Four of the five projects were submitted in the first call for "direct proposals", launched in 2011, where private-sector investors can submit projects to the government without going through a tender.
The four direct proposal project developments are: 82MW at Al Rajef, in the Ma'an region, south Jordan developed by local firm Green Watts; 45MW at Al Ibrahimiyya, Irbid north Jordan, developed by Hecate Energy of the US; 49.5MW at Tafilah, east Jordan, by Xenel Group of Saudi Arabia; and a 49.5MW project also in Tafilah, developed by the Korea Southern Power Company.
They all bid at the ceiling price of JOD 0.08/kWh ($0.11/kWh).
The fifth project, comprising 89.1MW at Al Fujeij, Ma'an, dates from a tender launched in 2010, and subsequently awarded to Korea Electric Power.
All five plants will be constructed on a build, own and operate basis, with the developers signing a power purchase agreement with national utility NEPCO. While the terms are still under negotiation, the projects are slated for completion by 2019.
At the same time, Elecnor has started constructing a 66MW project at Ma'an, equipped with Gamesa 2MW turbines and due for completion early 2016.
The Kuwait Fund for Arab Economic Development recently agreed to fund a 14MW extension to the site at Ma'an.

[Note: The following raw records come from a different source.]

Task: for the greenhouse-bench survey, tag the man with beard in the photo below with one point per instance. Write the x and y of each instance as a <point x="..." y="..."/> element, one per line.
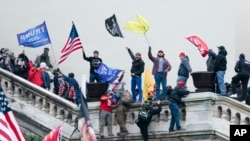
<point x="94" y="62"/>
<point x="136" y="71"/>
<point x="161" y="67"/>
<point x="220" y="67"/>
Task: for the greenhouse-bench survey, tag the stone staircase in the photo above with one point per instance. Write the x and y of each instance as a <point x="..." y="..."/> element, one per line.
<point x="206" y="116"/>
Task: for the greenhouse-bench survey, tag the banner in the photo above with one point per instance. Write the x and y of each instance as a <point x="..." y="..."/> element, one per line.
<point x="148" y="84"/>
<point x="54" y="135"/>
<point x="73" y="43"/>
<point x="34" y="37"/>
<point x="202" y="46"/>
<point x="108" y="75"/>
<point x="113" y="27"/>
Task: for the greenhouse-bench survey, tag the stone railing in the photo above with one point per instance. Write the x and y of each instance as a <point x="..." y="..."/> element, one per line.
<point x="205" y="114"/>
<point x="26" y="97"/>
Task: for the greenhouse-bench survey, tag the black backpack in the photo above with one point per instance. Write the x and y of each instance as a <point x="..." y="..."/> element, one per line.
<point x="143" y="115"/>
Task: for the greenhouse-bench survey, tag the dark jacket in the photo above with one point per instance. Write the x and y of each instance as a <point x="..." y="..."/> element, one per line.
<point x="155" y="60"/>
<point x="242" y="65"/>
<point x="152" y="112"/>
<point x="176" y="95"/>
<point x="210" y="61"/>
<point x="93" y="61"/>
<point x="184" y="68"/>
<point x="220" y="63"/>
<point x="46" y="80"/>
<point x="137" y="65"/>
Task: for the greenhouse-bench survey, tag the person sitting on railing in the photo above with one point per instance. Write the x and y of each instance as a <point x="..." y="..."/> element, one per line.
<point x="21" y="66"/>
<point x="106" y="113"/>
<point x="145" y="116"/>
<point x="174" y="102"/>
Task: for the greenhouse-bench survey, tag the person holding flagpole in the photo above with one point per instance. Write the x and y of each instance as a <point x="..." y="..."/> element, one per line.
<point x="136" y="71"/>
<point x="94" y="62"/>
<point x="161" y="67"/>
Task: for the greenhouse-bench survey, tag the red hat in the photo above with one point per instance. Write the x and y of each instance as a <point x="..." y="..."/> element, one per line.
<point x="181" y="83"/>
<point x="160" y="51"/>
<point x="182" y="54"/>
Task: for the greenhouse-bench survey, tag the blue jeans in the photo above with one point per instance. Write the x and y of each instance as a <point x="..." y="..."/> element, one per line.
<point x="220" y="81"/>
<point x="175" y="119"/>
<point x="161" y="80"/>
<point x="184" y="79"/>
<point x="136" y="81"/>
<point x="93" y="77"/>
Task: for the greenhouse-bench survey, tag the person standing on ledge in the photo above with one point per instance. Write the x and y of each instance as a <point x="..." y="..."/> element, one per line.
<point x="136" y="71"/>
<point x="94" y="62"/>
<point x="161" y="67"/>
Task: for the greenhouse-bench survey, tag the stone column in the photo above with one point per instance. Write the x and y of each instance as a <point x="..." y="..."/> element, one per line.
<point x="199" y="110"/>
<point x="52" y="109"/>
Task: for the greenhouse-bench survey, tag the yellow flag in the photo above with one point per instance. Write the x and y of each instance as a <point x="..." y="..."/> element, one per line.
<point x="148" y="84"/>
<point x="138" y="27"/>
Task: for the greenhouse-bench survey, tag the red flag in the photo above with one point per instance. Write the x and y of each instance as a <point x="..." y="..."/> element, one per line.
<point x="73" y="43"/>
<point x="9" y="129"/>
<point x="202" y="47"/>
<point x="54" y="134"/>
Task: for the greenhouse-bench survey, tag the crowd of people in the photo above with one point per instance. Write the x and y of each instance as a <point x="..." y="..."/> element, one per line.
<point x="41" y="73"/>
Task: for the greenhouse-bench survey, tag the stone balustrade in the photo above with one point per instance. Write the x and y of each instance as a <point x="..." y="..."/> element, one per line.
<point x="21" y="93"/>
<point x="205" y="114"/>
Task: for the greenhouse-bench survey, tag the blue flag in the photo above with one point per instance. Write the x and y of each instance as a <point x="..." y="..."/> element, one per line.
<point x="34" y="37"/>
<point x="108" y="75"/>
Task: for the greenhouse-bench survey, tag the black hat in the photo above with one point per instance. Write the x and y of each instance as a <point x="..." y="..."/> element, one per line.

Elecnor will build it and Gamesa is tipped to supply the turbines, though the timing is not yet known.
Last year, four projects that qualified under the second round of direct proposals were cancelled because of insufficient grid capacity. In May, however, China's troubled Hanergy group extended a grant of $310 million to upgrade the country's grid and allow more renewables.
In the meantime, the country's first utility-scale installation, a 117MW plant at Tafilah, is due online this autumn.